The $10,000 prize is named for the great German poet Rainer Maria Rilke, and previous winners include Katie Peterson, Rick Barot and Mark Wunderlich. The award is given to a mid-career American poet for a particular book published in the past year that “demonstrates exceptional artistry and vision.”
Wayne Miller is the sixth winner of the Rilke Prize, and his book, ‘Post-,‘ published by Milkweed Editons, is his fourth collection of poems. The title refers to the fact we supposedly now live in a “post” world: post-racial, post-9/11, post-traumatic stress, post-post-modern. His poems capture a sense of 21st-century aftermath, of waste and shooting sprees and mass death (“After the plane went down / the cars sat for weeks in long-term parking. / Then, one by one, they began to disappear / from among the cars of the living”). But they also can find transformative moments in a child (“The child’s cry is a light that comes on in the house”), in ritual and language.

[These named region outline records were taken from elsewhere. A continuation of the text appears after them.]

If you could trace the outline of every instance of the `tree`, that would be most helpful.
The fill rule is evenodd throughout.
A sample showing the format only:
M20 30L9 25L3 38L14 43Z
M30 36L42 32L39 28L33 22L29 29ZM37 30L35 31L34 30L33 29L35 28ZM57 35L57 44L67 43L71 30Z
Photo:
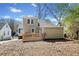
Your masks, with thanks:
M45 7L45 4L37 4L37 10L36 10L36 13L37 13L37 17L39 19L45 19L46 16L47 16L47 9Z
M53 18L55 18L58 22L58 25L62 26L62 19L67 14L68 4L66 3L59 3L59 4L45 4L46 8L48 9L49 13Z
M64 23L67 30L72 34L71 37L78 39L79 33L79 6L75 6L68 11L68 16L65 17Z

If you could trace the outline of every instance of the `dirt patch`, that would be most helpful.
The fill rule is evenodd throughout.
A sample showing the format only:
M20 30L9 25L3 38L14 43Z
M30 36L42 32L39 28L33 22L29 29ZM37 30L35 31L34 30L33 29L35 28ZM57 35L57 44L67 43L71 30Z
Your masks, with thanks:
M10 41L0 44L1 56L79 56L79 44L73 41Z

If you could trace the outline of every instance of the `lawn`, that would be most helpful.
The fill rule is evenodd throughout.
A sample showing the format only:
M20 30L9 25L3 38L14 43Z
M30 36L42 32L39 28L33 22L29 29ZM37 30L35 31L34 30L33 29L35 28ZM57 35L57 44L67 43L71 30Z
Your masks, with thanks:
M79 56L76 41L0 42L0 56Z

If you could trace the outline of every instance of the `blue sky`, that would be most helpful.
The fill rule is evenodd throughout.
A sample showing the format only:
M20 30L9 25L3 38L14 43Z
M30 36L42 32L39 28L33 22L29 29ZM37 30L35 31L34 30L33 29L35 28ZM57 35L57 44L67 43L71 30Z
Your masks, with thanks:
M22 20L23 16L36 16L36 7L34 3L0 3L0 18ZM55 19L51 21L56 22Z
M22 16L35 16L35 4L0 3L0 18L19 19Z

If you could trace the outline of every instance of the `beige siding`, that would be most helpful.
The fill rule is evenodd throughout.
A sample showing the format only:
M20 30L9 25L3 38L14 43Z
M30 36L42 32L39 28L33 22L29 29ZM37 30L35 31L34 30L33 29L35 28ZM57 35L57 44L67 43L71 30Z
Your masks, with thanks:
M33 24L27 24L27 19L33 19ZM37 33L38 30L38 20L35 17L24 17L23 18L23 30L24 33L28 32L31 33L31 29L34 28L35 29L35 33Z
M64 38L63 27L45 27L44 28L45 38Z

Miller is the co-translator of two books by the Albanian poet Moikom Zeqo, including ‘I Don’t Believe in Ghosts,’ as well as the co-editor of three anthologies about poetry and publishing. In addition to the Rilke Prize, Miller was a finalist for the William Carlos Williams Award and has won a Ruth Lilly Fellowship, a Fulbright Fellowship (to Belfast) and the Bess Hokin Prize. He is a professor of English at the University of Colorado Denver, where he edits the literary journal ‘Copper Nickel.’
As part of the Rilke Prize, Miller will visit for a reception and Q&A April 12 at UNT on the Square and a campus reading on April 13.